Author: Tammy Cohen
Publisher: Doubleday
Publication Date: 2nd July 2015
Pages: 320
ISBN: 9780857522771
Source: Review Copy
Rating: 3.5/5
Purchase: Amazon
There are three things no-one can prepare you for when your daughter is murdered:
- You are haunted by her memory day and night
- Even close friends can't understand what you are going through.
- Only in a group with mothers of other victims can you find real comfort.
But as the bereaved parents gather to offer support in the wake of another killing, a crack appears in the group that threatens to rock their lives all over again.
Welcome to the club no one wants to join.
After reading Tammy Cohen's Dying for Christmas last year, I was very excited to get started with First One Missing, especially after reading the book's blurb. First One Missing is a difficult book to discuss without giving some stuff away so as always read on with that in mind. Perhaps because I came to this book off the back of Bear Grylls' new thriller, I found the opening to be a bit, flat? Boring? It took me a while to get to grips with the story, and I found myself for almost the first half of the book wishing things would hurry along a little.
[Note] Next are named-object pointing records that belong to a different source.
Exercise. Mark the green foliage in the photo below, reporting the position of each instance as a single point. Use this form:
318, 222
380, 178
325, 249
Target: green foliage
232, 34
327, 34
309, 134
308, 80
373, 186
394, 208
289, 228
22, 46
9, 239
Emma is contacted by her police liaison officer with news that another young girl has been murdered, her own daughter Tilly having been murdered a few years earlier. Emma attends a group named 'Megan's Angels', a support group setup by Helen, the mother of the very first child who was murdered. A story centred around the murder of children can at times be a difficult read, yet Tammy tackles it with real sensitivity, and there's never anything gratuitous about her writing or storytelling.
First One Missing is very much a character-driven story in the beginning, focusing as it does on a number of characters affected by the murders of these young girls. Not only the family members themselves (most of whom I have to say were very well-drawn and believable) but also the liaison officers, and a - in the beginning - very unlikeable journalist. In the back of my mind I was thinking about what each of these characters were going to bring to the story, and with some mysterious chapters following some shady characters I had no idea where the story was going to go.
In terms of the characters attending the support group, it was one of the liaison officers that picked up on my thoughts: the families are all part of a group which you would expect to be somewhat harmonious, to be 'helpful' to each of the people that attend but it can at times be a little acrimonious, some family members not even wanting to be there. Each person has their own personality, just like the rest of us. And as Leanne, the liaison officer says you don't suddenly become a nicer, kinder person simply because your daughter has been murdered. And that's so true because there's a couple of family members who I inherently disliked.